Being a lifelong Buffalo sports fan I thought I had seen every type of bad call known to man. In my world those calls fit into one of three categories. A bad call, a missed call, and a rule book screw job.
- A bad call is when the official sees something in real time which, "upon further review", did not happen. Like seeing an Ohio quarterback run like a little girl into the end zone when he really just ran to the four yard line like a little girl.
- A missed call is one that in real time gets missed. You always hear the term "A ref can call holding on every play". Well those holdings are missed calls.
- Rule book screw jobs usually happen when everyone in the world knows a bad call was made or missed but the rules prevent correcting the error. An example in football would be reviewing the administration of a penalty. It's why even though the official blew the spot on Ohio's phantom safety they could not go back and fix it.
For the 37 years I had not come across a play which did not fit into one or two of these categories. Then last Friday night a new fourth category emerged thanks to NCAA officials. I'm calling this new category "Why Bother" occurrences. These happens when the officials don't give a damn enough about the game to make the right call.
In the case of this past Friday's game is was a missed call which turned into a "Why Bother" moment.
The missed call was a fumble by Baylor Quarterback Seth Russell during the 4th quarter. At the time there was little question about how the game was going to end. It was 49-14 and Baylor was driving for a score. Russell fumbled the ball which was then kicked back 5 yards.
It looked like Russell jumped on the ball and the officials called a recovery. If you look at the replay he never had the ball and the whistle was not blown until the ball was in the hands of a Buffalo Bull. That part of the event was not particularly bad, I've seen worse calls but usually they are corrected on a replay.
The call was reviewable because of the timing of the officials whistle but the booth decided not to review the play because the game was out of hand. Right after the call Baylor's quarterback ran it in for a long touchdown.

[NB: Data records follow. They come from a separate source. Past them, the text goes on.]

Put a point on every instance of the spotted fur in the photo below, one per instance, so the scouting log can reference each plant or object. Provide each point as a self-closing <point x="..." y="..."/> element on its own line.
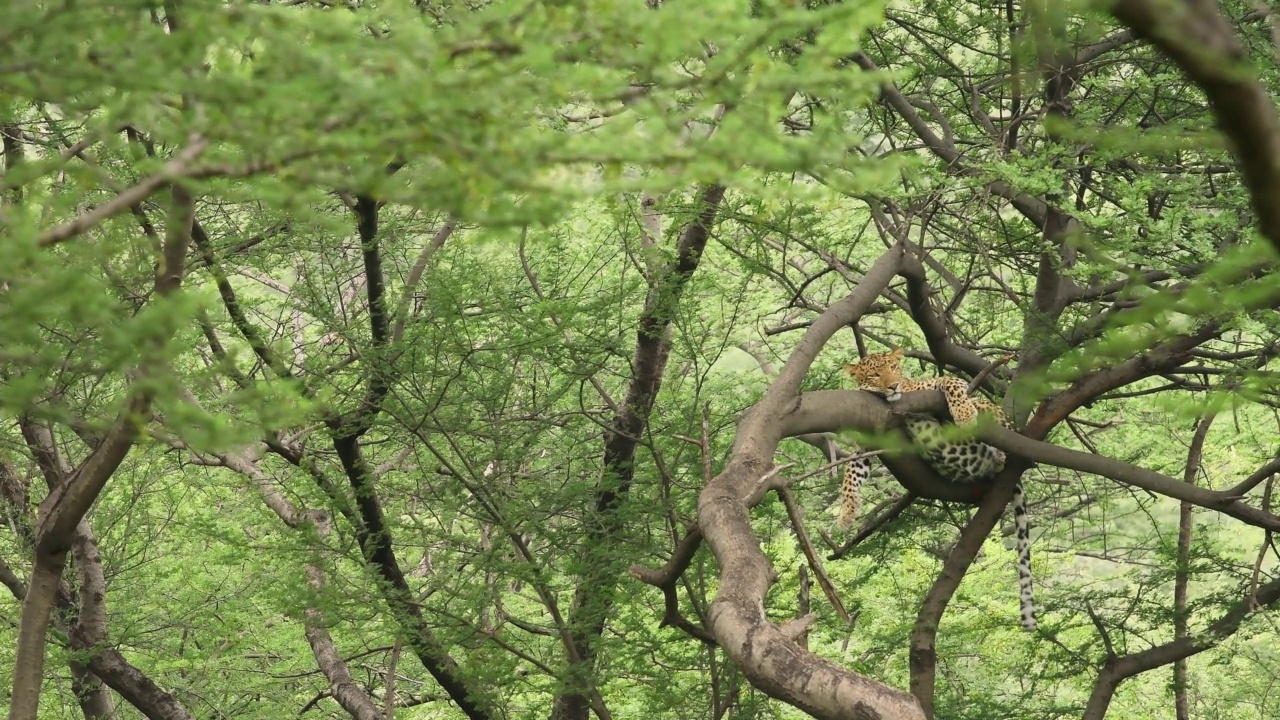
<point x="956" y="460"/>
<point x="856" y="473"/>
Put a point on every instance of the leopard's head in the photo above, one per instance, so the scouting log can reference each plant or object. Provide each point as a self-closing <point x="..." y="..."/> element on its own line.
<point x="881" y="370"/>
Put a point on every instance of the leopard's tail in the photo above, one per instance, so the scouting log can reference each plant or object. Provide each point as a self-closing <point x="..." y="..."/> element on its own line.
<point x="1023" y="528"/>
<point x="856" y="472"/>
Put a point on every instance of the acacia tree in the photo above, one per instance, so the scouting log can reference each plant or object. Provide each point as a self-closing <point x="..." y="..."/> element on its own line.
<point x="415" y="322"/>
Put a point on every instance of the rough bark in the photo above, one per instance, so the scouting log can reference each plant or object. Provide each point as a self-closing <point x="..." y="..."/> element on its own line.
<point x="63" y="510"/>
<point x="597" y="587"/>
<point x="771" y="659"/>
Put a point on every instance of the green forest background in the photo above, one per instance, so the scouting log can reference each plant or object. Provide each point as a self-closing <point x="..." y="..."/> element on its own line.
<point x="484" y="359"/>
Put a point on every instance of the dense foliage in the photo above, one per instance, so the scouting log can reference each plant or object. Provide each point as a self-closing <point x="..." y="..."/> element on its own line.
<point x="484" y="359"/>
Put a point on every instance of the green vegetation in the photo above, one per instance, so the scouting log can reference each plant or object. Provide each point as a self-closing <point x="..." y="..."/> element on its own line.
<point x="439" y="360"/>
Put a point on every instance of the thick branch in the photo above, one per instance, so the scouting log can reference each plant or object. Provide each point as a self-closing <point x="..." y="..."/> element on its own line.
<point x="769" y="659"/>
<point x="1202" y="42"/>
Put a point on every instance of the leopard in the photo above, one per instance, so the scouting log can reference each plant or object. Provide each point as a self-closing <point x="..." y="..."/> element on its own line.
<point x="955" y="460"/>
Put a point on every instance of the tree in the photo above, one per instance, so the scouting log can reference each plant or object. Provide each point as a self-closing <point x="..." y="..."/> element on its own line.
<point x="437" y="360"/>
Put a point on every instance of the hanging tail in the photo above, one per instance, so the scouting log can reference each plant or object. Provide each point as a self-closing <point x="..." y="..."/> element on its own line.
<point x="1023" y="529"/>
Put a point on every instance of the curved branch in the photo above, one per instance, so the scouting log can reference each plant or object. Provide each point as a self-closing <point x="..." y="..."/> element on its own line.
<point x="1120" y="472"/>
<point x="771" y="659"/>
<point x="1202" y="42"/>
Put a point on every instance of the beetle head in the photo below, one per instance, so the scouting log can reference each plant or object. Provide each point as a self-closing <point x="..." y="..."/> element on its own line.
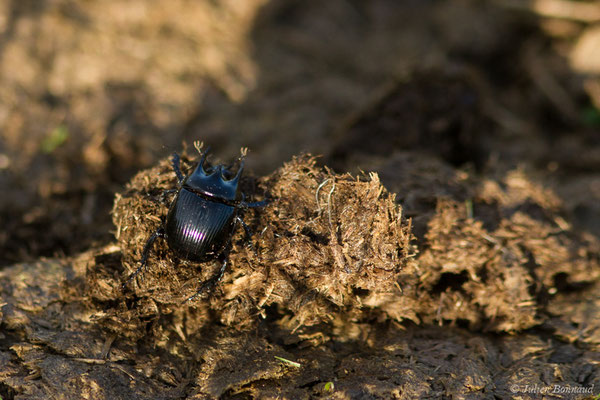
<point x="215" y="181"/>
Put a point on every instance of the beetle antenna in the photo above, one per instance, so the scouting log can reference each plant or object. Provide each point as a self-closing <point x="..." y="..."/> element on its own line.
<point x="198" y="145"/>
<point x="204" y="158"/>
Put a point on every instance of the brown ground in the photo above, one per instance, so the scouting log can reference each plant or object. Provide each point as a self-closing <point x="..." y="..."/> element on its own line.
<point x="444" y="243"/>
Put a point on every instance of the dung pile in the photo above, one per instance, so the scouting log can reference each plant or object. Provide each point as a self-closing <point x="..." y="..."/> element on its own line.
<point x="326" y="246"/>
<point x="333" y="248"/>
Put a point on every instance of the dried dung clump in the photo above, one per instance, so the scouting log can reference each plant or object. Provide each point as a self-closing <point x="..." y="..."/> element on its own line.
<point x="327" y="245"/>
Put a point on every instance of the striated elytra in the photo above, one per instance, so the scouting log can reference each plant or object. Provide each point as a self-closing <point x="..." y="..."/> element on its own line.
<point x="203" y="217"/>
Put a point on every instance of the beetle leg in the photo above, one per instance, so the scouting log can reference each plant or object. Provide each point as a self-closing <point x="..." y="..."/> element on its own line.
<point x="160" y="232"/>
<point x="248" y="233"/>
<point x="176" y="161"/>
<point x="210" y="283"/>
<point x="254" y="204"/>
<point x="163" y="196"/>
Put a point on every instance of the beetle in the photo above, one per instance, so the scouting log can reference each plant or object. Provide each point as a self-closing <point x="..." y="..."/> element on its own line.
<point x="203" y="217"/>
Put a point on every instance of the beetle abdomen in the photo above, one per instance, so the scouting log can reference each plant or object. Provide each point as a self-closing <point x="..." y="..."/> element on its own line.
<point x="198" y="229"/>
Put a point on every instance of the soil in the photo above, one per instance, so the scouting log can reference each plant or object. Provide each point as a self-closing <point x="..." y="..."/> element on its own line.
<point x="432" y="171"/>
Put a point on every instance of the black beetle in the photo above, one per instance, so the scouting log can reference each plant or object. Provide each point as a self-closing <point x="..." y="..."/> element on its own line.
<point x="203" y="217"/>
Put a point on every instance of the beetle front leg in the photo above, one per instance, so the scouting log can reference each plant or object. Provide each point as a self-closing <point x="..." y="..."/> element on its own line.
<point x="210" y="283"/>
<point x="160" y="232"/>
<point x="175" y="161"/>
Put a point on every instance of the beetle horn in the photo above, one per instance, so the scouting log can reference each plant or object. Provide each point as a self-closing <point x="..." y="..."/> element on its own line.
<point x="201" y="164"/>
<point x="236" y="178"/>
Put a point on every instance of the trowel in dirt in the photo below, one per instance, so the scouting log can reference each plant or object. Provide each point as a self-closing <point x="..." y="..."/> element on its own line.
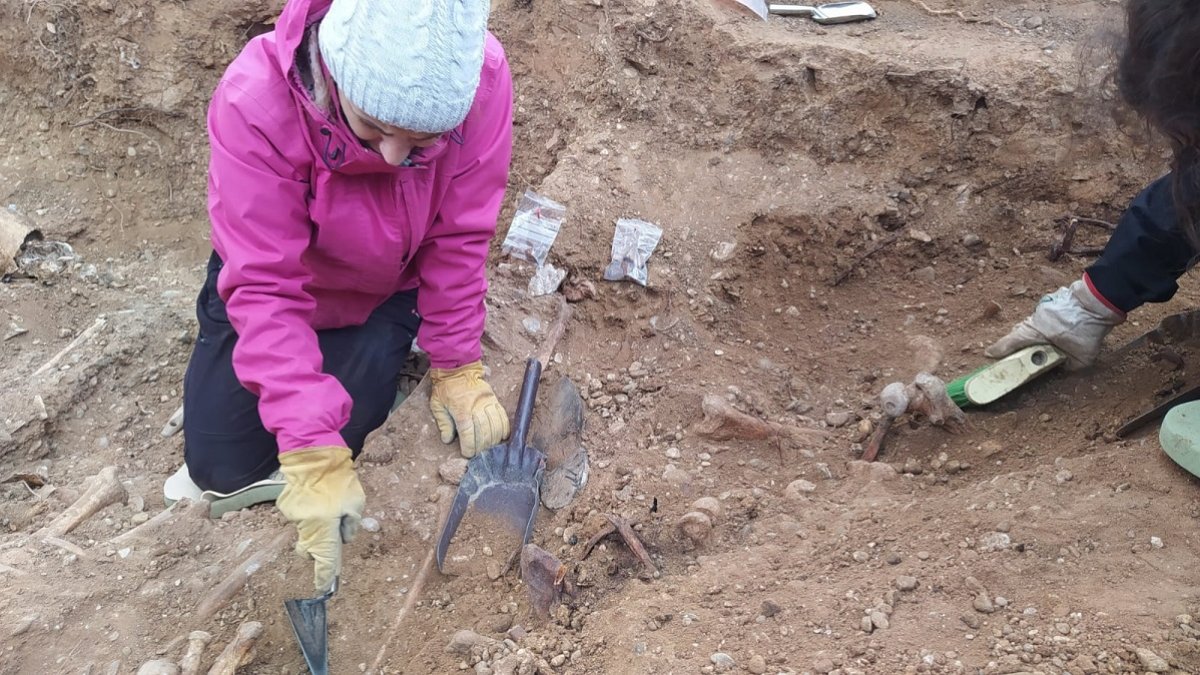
<point x="503" y="482"/>
<point x="999" y="378"/>
<point x="307" y="616"/>
<point x="827" y="13"/>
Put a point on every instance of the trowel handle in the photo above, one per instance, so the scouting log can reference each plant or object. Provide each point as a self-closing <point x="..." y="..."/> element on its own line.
<point x="525" y="404"/>
<point x="792" y="10"/>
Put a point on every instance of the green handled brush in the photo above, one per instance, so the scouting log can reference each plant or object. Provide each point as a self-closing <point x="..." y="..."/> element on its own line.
<point x="1005" y="376"/>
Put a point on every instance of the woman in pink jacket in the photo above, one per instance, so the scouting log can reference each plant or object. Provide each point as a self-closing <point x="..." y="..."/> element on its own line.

Even the ESPN crew, who agreed that the game was all but over, found that reasoning to be at best flippant and at worst something which should be a punishable offense.
UB was going punch for punch with the number eight ranked Bears in the second half which, if nothing else, was good for the fans who came out on a crisp September night. Yes the game was all but over but for 20 minutes the Bulls were looking good on TV and for their fans.
The players were having fun and gaining experience.
While it was the replay guys who said "it's not worth looking," I still lay the blame at the feet of Greg Blum. Blum was in charge of the crew that made a bad decision and he let it slide. The NCAA should come out and ban using the phrase "outcome not in question" as a reason to not overturn a call.